How Can Students Use Graphic Organizers to Improve Writing?
3. The Hamburger Paragraph
This organizer helps students get their ideas into a cohesive shape before beginning formal writing in earnest. It consists of the three main aspects of a paragraph represent visually as a hamburger - mmmm, yum! This concrete display of structure is very useful in approaching the often challenging and unwieldy task of writing a paragraph or essay.
The first part, the top bun, corresponds to the introduction or the topic sentence that indicates to the reader what the paragraph is essentially about. The following supporting sentences are
represented by the filling of the hamburger where supporting ideas and information are listed. The final bottom bun represents the paragraph’s conclusion. The notes here will help the student later write sentences that restate the topic sentence, summarize the ideas, and bring closure to the paragraph as a whole.
4. The 5 W’s and an H
This simple organizer helps students organize their thoughts when undertaking a piece of journalistic writing such as a report. It divides the sheet into sections to jot down initial ideas based on the questions every journalist worth their salt strives to answer: Who, What, When, Where, Why, and How?
This graphic organizer leads the student from answering the more straightforward factual questions such as who and when before leading them organically into the more complex questions of how and why. Structuring notes this way encourages students to organize their information and thoughts on that information before beginning the writing process. This is helpful in producing a unified piece of writing that builds logically as it climbs the ladder of abstraction from the purely factual to the more abstract and universal.
Do-It-Yourself Graphic Organizing
Open any word-processing application from Microsoft Word and Pages to Google Docs and Open Office and you’ll find a host of ready made free writing templates. In essence, these too are graphic organizers that help you to perform a number functions; anything from writing a resumé to drafting a business report. You can also use these word-processing to design your own graphic organizers for your student. For example, if you want to produce an organizer for a particular writing genre, simply take a look at the specific criteria of that genre, draw out the various headings or related writing prompts and create a corresponding table in your word-processing program. You can add graphic, images, colorful tables and fonts. Making your own graphic organizer allows you to tailor your template for the specific needs of your students and relate it exactly to your own teaching methodologies.
Use Graphic Organizers to Bring Learning to Life!

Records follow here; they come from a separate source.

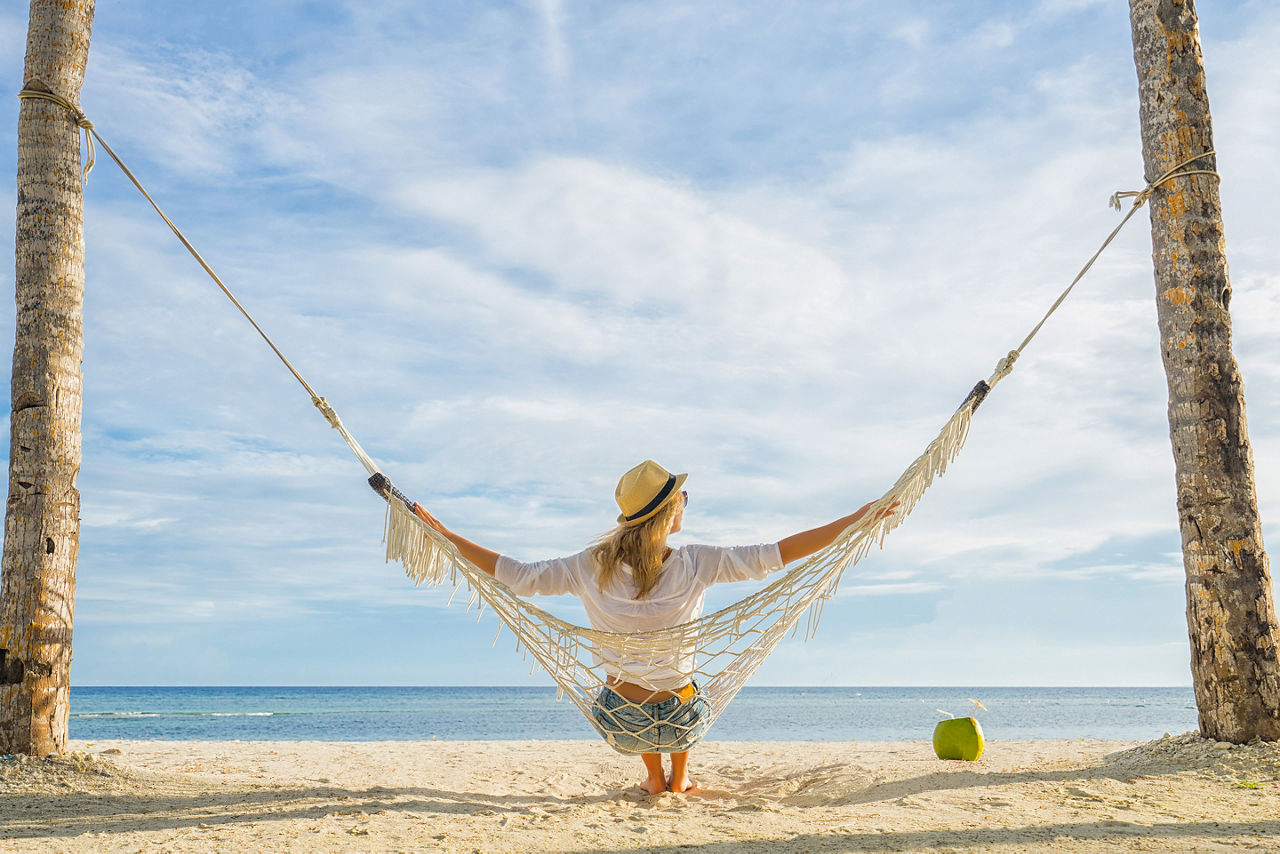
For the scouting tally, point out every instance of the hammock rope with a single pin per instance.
(717, 652)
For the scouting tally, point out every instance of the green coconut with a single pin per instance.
(959, 738)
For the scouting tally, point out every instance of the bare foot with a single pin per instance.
(654, 786)
(682, 786)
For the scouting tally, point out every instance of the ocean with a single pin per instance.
(526, 713)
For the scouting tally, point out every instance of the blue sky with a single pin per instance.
(522, 246)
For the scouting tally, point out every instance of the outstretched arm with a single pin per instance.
(805, 543)
(485, 558)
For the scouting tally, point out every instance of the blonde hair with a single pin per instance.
(641, 547)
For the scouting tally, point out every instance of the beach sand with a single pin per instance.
(1180, 794)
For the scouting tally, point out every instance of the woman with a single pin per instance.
(630, 580)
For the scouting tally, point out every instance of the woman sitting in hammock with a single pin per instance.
(630, 580)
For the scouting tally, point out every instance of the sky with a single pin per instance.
(522, 246)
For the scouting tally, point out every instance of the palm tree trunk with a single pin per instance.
(41, 538)
(1230, 611)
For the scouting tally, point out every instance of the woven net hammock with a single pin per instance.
(717, 652)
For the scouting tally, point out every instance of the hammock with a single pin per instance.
(726, 647)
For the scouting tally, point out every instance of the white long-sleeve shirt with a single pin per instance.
(676, 598)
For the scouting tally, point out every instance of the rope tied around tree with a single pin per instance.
(81, 122)
(90, 135)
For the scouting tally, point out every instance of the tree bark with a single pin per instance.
(41, 539)
(1230, 607)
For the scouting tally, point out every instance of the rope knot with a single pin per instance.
(77, 115)
(328, 412)
(1141, 196)
(1005, 365)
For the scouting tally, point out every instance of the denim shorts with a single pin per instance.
(670, 726)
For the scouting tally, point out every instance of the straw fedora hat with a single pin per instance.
(643, 491)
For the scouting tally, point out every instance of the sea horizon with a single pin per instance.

We have only just touched the tip of the graphic-berg. With the ubiquity of computers in all aspects of our lives, we have at our fingertips a wealth of free and commercially available tools to help us use sophisticated graphic organizers to bring learning to life for our students. However, not all graphic organizers need to be made to the highest of production standards. Sometime a simple table scratched onto a piece of scrap paper can help a student slide that missing jigsaw piece of understanding firmly into place. The key to using graphic organizers in the classroom is to find ways to encourage our students to discover the best ways for them to learn - tooling them up to be self-directed learners for life!